Matthew Peleszok has put in a freedom of information request to the council, seen by NN Journal, in which former interim planning director at Kettering Borough Council James Wilson admitted in an email to a colleague in 2019 that the transport assessment had been ‘a bit of a fudge’ and predicted the Rowan Close access would be controversial.
Peleszok told the committee:
“How can you trust the word of anyone in planning when they constantly change their mind and admit to fudging things?
“Highways commented on the road management application and raised several concerns last year about the suitability of the access through Rowan Close.
“However, Highways now seem to be happy. What has changed? Certainly no more consultation.
“The 2016 Transport Assessment didn’t review the suitability of Rowan Close even though it identified it as an access into the site.

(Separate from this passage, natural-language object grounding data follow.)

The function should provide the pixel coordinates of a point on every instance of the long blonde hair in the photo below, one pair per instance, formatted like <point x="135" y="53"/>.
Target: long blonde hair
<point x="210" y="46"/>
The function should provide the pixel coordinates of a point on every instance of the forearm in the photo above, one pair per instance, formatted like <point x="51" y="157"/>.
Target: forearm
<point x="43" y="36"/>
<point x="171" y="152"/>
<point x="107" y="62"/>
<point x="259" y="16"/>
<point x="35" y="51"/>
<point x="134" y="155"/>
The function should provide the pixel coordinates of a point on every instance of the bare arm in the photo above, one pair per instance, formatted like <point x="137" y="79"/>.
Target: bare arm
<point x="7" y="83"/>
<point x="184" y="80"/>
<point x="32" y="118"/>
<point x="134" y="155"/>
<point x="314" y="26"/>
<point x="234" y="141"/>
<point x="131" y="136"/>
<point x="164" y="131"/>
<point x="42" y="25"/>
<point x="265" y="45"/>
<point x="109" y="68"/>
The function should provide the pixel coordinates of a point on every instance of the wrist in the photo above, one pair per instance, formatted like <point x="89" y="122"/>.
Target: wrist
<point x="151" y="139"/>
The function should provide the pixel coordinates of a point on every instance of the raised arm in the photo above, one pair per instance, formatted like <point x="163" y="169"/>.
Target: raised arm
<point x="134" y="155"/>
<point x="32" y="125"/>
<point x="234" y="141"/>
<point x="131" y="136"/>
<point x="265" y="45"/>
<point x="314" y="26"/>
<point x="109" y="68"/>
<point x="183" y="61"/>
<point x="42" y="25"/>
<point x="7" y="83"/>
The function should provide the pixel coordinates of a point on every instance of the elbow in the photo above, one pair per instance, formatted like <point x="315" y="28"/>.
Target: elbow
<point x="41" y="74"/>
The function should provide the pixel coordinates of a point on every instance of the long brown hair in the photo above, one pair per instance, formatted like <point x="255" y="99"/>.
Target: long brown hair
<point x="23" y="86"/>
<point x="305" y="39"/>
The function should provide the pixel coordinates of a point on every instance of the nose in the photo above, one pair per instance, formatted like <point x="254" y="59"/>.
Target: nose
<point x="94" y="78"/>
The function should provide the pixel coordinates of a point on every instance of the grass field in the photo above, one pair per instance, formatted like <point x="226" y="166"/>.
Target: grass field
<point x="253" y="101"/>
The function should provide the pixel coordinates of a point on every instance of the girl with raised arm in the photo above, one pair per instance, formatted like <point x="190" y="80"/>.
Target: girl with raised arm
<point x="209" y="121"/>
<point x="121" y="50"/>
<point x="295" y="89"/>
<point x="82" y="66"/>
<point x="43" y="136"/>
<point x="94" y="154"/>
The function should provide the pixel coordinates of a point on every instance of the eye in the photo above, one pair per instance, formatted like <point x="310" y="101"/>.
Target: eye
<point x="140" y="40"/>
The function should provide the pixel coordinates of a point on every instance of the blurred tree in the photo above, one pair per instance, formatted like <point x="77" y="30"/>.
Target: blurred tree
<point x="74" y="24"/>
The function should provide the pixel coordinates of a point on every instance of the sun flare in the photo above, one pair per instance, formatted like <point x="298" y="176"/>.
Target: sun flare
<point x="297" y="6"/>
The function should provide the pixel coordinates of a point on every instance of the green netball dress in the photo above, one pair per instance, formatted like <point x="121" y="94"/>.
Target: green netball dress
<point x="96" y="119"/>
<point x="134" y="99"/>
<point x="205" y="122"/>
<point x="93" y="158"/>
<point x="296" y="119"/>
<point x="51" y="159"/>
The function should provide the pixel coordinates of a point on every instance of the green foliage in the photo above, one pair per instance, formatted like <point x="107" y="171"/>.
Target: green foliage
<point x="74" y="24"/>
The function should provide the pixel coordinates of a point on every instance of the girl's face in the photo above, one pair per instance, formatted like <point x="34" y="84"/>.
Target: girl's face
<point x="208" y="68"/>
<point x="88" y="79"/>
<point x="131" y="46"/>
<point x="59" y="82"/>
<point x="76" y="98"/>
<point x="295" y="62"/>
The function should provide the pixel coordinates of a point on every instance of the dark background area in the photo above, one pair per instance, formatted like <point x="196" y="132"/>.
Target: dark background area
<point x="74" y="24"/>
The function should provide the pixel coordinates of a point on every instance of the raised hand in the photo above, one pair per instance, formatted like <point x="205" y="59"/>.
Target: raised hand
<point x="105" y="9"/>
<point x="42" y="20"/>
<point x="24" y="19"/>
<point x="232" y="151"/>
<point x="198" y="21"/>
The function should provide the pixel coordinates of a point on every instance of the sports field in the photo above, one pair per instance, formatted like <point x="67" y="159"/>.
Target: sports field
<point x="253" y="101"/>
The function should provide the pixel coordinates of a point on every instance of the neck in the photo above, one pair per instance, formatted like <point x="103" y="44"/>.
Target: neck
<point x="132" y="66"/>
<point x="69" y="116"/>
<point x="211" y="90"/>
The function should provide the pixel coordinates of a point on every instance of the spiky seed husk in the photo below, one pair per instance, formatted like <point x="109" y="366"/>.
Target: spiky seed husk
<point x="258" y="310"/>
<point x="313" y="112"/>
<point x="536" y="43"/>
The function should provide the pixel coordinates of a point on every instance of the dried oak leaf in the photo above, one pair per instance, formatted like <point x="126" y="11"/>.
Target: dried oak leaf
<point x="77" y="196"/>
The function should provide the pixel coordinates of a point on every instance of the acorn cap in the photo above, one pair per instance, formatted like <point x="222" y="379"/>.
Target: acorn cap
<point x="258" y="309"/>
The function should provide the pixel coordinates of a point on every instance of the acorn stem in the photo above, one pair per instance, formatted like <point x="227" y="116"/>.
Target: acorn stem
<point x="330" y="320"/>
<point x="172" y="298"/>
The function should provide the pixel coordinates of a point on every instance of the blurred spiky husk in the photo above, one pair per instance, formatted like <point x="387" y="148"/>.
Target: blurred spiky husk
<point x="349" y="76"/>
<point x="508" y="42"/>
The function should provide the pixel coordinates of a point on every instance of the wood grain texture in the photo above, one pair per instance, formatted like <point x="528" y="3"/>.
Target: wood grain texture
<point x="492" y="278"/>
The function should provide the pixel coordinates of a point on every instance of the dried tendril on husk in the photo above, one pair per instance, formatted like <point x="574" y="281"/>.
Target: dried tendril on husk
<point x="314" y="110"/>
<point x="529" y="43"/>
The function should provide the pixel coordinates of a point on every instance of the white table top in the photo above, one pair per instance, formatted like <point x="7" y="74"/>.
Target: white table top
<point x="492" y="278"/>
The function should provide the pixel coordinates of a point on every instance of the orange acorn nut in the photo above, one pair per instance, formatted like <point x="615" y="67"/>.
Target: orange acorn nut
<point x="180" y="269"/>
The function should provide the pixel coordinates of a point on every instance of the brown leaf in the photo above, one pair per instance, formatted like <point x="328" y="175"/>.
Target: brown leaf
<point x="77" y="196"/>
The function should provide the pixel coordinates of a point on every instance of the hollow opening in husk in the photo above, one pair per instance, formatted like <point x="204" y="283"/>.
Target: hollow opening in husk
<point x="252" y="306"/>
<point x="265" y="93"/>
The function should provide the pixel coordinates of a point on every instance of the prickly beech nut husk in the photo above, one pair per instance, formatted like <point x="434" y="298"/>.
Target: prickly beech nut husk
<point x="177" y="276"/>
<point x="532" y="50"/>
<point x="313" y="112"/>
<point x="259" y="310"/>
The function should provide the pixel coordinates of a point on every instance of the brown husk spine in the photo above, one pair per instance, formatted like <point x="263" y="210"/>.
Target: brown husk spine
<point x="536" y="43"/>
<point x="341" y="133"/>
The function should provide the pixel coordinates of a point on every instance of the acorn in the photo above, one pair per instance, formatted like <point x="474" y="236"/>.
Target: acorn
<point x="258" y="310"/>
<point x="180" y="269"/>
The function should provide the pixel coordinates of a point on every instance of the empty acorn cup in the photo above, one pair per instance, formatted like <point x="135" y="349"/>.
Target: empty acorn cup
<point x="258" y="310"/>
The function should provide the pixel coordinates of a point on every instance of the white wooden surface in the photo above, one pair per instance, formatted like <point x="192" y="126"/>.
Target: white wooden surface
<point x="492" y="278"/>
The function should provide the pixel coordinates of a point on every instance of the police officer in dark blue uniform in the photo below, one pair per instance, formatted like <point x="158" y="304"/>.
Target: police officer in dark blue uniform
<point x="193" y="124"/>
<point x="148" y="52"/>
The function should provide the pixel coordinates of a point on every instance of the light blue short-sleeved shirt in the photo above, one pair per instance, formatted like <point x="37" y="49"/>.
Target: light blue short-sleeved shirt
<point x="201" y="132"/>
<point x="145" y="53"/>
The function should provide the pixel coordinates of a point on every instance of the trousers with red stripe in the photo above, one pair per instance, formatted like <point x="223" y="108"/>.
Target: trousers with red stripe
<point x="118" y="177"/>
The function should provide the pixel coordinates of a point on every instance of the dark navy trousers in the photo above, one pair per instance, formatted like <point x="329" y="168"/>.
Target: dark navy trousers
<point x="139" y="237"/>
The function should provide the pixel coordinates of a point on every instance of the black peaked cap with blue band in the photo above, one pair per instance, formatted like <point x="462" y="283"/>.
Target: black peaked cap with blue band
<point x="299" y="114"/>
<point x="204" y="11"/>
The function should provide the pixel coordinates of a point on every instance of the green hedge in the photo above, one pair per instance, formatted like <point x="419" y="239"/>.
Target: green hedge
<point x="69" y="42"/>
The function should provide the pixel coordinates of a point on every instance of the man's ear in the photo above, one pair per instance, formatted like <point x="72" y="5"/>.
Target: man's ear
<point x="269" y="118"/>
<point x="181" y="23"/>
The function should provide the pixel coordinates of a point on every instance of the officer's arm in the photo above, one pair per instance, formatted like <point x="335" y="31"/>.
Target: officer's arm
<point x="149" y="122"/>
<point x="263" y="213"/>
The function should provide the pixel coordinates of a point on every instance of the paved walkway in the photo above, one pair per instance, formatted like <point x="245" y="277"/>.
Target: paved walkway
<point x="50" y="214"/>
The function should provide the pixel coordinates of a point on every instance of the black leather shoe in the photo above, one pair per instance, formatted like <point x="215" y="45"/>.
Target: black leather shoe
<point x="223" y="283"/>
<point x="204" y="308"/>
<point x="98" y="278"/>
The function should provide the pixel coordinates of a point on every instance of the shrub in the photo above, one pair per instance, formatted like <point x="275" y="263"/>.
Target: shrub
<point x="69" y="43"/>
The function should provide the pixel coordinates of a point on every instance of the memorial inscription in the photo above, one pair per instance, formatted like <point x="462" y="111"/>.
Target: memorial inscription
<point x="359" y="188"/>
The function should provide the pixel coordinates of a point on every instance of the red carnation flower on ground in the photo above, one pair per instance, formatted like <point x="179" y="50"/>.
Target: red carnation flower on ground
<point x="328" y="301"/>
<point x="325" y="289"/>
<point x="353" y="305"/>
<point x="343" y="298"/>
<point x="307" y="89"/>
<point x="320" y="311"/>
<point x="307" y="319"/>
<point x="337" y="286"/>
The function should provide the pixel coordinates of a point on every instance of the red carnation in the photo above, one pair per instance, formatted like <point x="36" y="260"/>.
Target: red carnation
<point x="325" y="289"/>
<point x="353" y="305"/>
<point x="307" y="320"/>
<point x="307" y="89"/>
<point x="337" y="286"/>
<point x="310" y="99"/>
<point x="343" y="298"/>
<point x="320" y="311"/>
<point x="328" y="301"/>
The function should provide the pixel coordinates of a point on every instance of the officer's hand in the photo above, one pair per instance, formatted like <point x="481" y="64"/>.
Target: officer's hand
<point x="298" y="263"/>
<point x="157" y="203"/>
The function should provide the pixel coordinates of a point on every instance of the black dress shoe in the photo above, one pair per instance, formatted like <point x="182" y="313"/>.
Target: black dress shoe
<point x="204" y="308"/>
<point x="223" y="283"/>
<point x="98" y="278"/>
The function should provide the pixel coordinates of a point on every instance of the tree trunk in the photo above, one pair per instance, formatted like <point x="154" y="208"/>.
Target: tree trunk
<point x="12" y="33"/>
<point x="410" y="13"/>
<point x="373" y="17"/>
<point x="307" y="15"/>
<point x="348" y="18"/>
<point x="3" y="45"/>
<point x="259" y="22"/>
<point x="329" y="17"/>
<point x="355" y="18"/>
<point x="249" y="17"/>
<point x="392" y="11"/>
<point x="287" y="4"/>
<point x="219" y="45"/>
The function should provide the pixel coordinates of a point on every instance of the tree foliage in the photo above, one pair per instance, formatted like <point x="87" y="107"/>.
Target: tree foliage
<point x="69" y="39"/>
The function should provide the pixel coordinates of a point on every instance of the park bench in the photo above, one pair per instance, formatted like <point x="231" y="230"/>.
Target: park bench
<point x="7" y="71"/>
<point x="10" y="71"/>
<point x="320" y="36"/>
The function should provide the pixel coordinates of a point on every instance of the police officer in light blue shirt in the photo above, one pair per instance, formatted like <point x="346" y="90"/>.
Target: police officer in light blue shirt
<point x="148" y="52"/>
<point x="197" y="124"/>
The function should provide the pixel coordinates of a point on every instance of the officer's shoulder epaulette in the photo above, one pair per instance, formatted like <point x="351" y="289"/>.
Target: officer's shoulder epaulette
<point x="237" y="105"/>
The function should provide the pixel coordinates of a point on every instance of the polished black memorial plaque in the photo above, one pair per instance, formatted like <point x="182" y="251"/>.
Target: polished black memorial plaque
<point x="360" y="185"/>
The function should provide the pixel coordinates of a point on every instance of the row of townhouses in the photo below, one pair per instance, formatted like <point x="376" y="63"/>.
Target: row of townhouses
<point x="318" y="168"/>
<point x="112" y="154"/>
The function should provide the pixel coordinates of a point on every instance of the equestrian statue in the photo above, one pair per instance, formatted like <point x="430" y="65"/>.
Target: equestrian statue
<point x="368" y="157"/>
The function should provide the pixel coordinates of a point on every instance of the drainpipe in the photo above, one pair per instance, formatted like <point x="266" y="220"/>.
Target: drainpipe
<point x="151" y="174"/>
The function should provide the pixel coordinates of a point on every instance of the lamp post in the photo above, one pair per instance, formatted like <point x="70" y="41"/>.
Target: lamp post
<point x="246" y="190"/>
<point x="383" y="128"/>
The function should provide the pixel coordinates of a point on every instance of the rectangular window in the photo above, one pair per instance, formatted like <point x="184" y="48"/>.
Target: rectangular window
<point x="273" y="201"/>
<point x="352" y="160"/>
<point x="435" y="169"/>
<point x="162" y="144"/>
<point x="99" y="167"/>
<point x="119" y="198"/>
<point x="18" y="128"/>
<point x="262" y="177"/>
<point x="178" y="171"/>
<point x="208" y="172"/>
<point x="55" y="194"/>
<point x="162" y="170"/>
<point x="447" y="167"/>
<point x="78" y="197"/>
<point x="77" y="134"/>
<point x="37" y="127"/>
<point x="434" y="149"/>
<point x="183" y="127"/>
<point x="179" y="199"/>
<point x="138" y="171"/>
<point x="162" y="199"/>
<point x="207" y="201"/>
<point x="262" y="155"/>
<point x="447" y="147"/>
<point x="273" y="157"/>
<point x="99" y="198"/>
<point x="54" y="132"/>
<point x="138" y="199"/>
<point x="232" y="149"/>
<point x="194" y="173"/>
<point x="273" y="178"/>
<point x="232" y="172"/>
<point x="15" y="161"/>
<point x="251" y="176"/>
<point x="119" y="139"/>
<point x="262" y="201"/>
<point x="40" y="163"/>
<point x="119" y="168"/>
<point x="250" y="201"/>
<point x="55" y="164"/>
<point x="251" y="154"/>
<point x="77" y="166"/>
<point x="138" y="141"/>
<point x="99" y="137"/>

“Yes, this is the same assessment which the council’s own interim head of service called a ‘fudge’.
“How dare officers be asked to make a decision to approve access through a residential street for a development of this scale without consulting with its residents, Town Council or ward members – residents have been misled and excluded from the process and their own head of service call fudged.”
Desborough town councillor Ben Murphy-Ryan also spoke at the meeting and said the town council had still not been given answers to questions it had posed to the planning authority last year. He said it was ‘entirely inappropriate’ that the access decision had been delegated to an officer and that such a large development deserved more robust engagement with residents.
The way the issue has been handled by the former Kettering Borough Council (which was replaced by unitary North Northamptonshire Council last year) was severely criticised by committee members.
Councillor Mark Dearing said he was very much concerned by the whole process and said the highways department (run by Kier) should have been at the committee to answer questions.
And Cllr Tim Allebone said the matter was ‘mired in confusion’ and there was a ‘general lack of communication and transparency’.
He also criticised the high density of the development saying:
“700 homes over 88 acres. It is no wonder we have so many neighbour disputes when people are living cheek by jowl.
“I do think there is an element of greed here.”
The plan is for 700 homes, 20 per cent of which will be affordable. There will be a school and local centre, however details of those facilities were not provided at last night’s meeting.
After voting against agreeing the reserved matters - which set matters such as the design code for the scheme - the committee was adjourned to receive legal advice from the council’s senior planning lawyer Emma Granger in a private discussion.
When the meeting was reconvened, the decision was deferred because further explanation was needed on some of the issues.
Georgina Doyle was at the meeting representing Bellway Homes and said the builder was keen to get started on the development.